Among Chinese residents, later birth cohorts experienced lower infectious disease mortality. This may be largely due to the better living and health conditions of younger cohorts and their exposure at younger ages under these favorable circumstances [32, 34]. Meanwhile, for birth cohorts from 1906–1910 to 1941–1945, the decrease of mortality among urban residents was significantly faster than that of subsequent birth cohorts and rural counterparts. This is partly because the rapid decline in urban mortality more obviously benefited birth cohorts who were right at the middle-aged and elderly stage. Of course, it may also relate to advanced medical development and antibiotics usage during these birth cohorts’ early life [32]. Further studies are needed to fully understand this difference. Given that infectious disease mortality in older cohorts is still very high, in addition to the prevention and control of infectious disease in younger cohorts, it is necessary to further strengthen screening, immunization, and treatment for older cohorts at high risk. The rapid decline of mortality from 1906–1910 to 1941–1945 birth cohorts supports this viewpoint, and some recent studies also indicate that a prevention and control approach based on birth cohort can be cost-effective [5557]. In the United States, the prevalence of hepatitis C is highest in the 1945–1965 birth cohorts, but many in these cohorts do not realize they are infected; these studies suggest they should be screened and treated.

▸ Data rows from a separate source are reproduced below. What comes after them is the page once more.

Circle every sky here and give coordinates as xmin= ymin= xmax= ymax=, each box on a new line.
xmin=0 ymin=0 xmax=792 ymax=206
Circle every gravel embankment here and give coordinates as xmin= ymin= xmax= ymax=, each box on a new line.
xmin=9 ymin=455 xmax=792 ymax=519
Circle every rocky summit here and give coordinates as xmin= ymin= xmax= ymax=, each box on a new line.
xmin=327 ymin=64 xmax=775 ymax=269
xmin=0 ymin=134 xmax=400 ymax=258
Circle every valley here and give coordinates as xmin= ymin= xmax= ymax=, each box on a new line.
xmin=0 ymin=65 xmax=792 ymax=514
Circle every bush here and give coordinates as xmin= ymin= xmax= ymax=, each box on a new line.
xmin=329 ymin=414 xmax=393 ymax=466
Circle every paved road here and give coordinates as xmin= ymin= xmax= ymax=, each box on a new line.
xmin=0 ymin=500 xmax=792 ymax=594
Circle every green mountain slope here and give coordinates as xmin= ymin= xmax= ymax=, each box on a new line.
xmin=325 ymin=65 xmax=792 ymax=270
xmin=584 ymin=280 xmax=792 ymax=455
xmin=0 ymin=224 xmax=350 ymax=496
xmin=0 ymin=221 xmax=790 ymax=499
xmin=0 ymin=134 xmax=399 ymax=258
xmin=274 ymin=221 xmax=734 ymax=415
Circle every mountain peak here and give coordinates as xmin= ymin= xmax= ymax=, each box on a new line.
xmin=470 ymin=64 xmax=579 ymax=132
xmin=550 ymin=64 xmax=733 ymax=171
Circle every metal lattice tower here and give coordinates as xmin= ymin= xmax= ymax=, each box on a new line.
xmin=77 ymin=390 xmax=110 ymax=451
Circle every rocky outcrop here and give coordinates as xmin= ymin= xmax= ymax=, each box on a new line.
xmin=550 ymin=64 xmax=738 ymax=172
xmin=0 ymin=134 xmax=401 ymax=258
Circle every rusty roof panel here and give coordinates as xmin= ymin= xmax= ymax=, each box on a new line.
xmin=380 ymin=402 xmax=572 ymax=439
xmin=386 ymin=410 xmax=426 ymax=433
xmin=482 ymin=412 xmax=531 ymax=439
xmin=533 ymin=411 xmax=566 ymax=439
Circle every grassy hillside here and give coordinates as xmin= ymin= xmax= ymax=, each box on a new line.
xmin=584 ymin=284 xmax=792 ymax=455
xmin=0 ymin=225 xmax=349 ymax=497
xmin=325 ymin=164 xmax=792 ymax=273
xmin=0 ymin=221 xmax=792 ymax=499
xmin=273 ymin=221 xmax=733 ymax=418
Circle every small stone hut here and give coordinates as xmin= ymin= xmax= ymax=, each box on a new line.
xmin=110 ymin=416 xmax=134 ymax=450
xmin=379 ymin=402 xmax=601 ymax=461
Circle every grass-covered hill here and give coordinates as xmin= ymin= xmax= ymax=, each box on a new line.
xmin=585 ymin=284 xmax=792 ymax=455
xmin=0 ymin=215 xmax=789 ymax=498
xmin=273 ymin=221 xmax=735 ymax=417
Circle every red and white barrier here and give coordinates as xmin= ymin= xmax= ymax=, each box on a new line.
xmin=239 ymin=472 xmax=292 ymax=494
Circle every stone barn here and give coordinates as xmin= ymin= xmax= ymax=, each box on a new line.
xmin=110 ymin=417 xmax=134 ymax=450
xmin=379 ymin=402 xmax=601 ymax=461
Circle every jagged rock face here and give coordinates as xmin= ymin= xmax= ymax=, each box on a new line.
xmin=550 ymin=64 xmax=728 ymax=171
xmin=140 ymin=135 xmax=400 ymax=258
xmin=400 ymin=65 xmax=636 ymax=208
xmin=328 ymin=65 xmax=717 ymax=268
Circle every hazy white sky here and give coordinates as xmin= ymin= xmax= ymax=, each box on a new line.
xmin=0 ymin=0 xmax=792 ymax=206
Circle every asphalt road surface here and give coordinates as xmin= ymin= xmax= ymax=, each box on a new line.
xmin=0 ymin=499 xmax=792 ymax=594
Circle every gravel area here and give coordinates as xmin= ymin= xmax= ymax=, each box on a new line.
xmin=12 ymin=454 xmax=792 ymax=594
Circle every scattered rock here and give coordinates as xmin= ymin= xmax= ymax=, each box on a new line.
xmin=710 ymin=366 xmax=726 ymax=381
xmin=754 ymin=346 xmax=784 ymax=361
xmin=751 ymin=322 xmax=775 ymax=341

Although we analyzed the age, period, and cohort effects of Chinese urban and rural residents’ infectious disease mortality, we could not further evaluate mortality trend differences by disease-specific or gender-specific due to data availability. This analysis is important because it can help clarify the factors that influence infectious disease trends and to locate people at high risk with greater accuracy [32]. For example, in contrast to tuberculosis and hepatitis B, AIDS mortality is higher at middle age, has grown steadily in recent years, and may be trending upward among younger birth cohorts [35]. Also, this analysis can help compare the results with those of existing studies on infectious diseases in China as well as studies in other countries. Meanwhile, further research should distinguish the internal difference in disease mortality trends of urban and rural residents. Since the reform and opening-up policyFootnote 2, the disparity within urban and rural areas continues to expand, and regional disparity is particularly worrisome [58]. This disparity makes a big difference in the ability of various regions to cope with disease, and is evident in the proportions of people who were ill but did not take any therapeutic measures within the last two weeks. In 2008, the proportion in big cities was 19.1 % while that in small cities was as high as 27.3 %; the proportion in first class rural areas was 28.5 % and that in fourth class rural areas was 35.5 % [12]. For residents who are from Central and Western regions, especially the rural areas of these regions, poverty is still an important factor threatening their health; conversely, diseases are also an important reason for their return to poverty [8].